Real-time documentation, data that emerge right at the edge of unfolding events and that surround them like a halo even as events shapeshift, can allow us to excavate and tell stories on scales and from perspectives that were hitherto unthinkable. And the stories in question can be shaped both in traditional ways and in ways that reach audiences that are unlikely ever to pick up a scholarly monograph or read a specialized journal. I call this expanded field of scholarly practice “knowledge design,” a label that I prefer to “digital humanities,” and have recently published a pamphlet on for the Volkswagen Foundation, which can be downloaded online 5
By their very nature, traditional archives sculpted “events” into the sorts of sizes and scales that the recording and documentation technologies of a given era could support. We now have the opportunity to do so on other sizes and scales. The craft of the historian, the historian’s commitment to depth, complexity, attention to context, and to standards of evidence and proof, seems to me in no way compromised by writing histories of the present any more than it was by writing microhistories of forgotten phenomena or longue durée histories.

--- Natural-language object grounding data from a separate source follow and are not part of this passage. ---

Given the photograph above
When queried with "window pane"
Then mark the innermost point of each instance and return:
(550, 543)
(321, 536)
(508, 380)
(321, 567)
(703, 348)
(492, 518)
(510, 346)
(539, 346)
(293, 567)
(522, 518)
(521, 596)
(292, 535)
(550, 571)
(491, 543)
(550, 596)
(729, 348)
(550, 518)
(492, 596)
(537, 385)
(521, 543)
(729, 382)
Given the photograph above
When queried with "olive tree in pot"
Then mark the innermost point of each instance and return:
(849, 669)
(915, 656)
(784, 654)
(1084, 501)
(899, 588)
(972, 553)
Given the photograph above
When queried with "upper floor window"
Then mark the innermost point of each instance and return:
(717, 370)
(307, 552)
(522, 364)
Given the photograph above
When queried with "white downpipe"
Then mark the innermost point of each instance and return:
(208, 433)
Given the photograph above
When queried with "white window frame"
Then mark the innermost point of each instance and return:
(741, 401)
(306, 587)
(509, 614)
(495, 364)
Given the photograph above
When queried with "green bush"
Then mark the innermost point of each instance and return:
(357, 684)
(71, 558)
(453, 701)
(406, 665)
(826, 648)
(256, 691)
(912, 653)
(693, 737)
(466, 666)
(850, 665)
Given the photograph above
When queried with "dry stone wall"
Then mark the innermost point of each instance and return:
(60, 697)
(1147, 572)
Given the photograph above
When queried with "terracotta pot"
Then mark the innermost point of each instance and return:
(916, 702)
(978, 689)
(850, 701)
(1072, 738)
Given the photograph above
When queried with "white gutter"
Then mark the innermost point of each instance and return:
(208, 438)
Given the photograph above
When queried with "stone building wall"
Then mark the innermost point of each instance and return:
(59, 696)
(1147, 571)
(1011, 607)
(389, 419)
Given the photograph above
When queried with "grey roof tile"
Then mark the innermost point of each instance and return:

- 1. Digital Archive of Japan’s 2011 Disasters, http://jdarchive.org/en/home, accessed November 13, 2014 ^
- 2. Curarium, http://curarium.com/, accessed November 13, 2014. ^
- 3. Crawford, Kate, “The Anxieties of Big Data,” The New Inquiry May 30, 2014, accessed November 13, 2014. link ^
- 4. Christina Farr,”Twitter grants $10 million to MIT for social data analysis, new tools” Reuters, Oct 1, 2014, accessed November 13, 2014. link>/a> ^
- 5. Jeffrey Schnapp, “Knowledge Design” at Jeffreyschnapp.com, accessed November 13, 2014. link. ^
Faculty co-director of the Berkman Center for Internet and Society, Jeffrey T. Schnapp is Professor of Romance Languages & Literature and Comparative Literature, and also on the teaching faculty in the Department of Architecture at Harvard’s Graduate School of Design. He is the faculty director of metaLAB (at) Harvard. Before moving to Harvard in 2011, he occupied the Pierotti Chair of Italian Studies at Stanford, where he founded the Stanford Humanities Lab in 1999, a lab which he led and directed until his departure.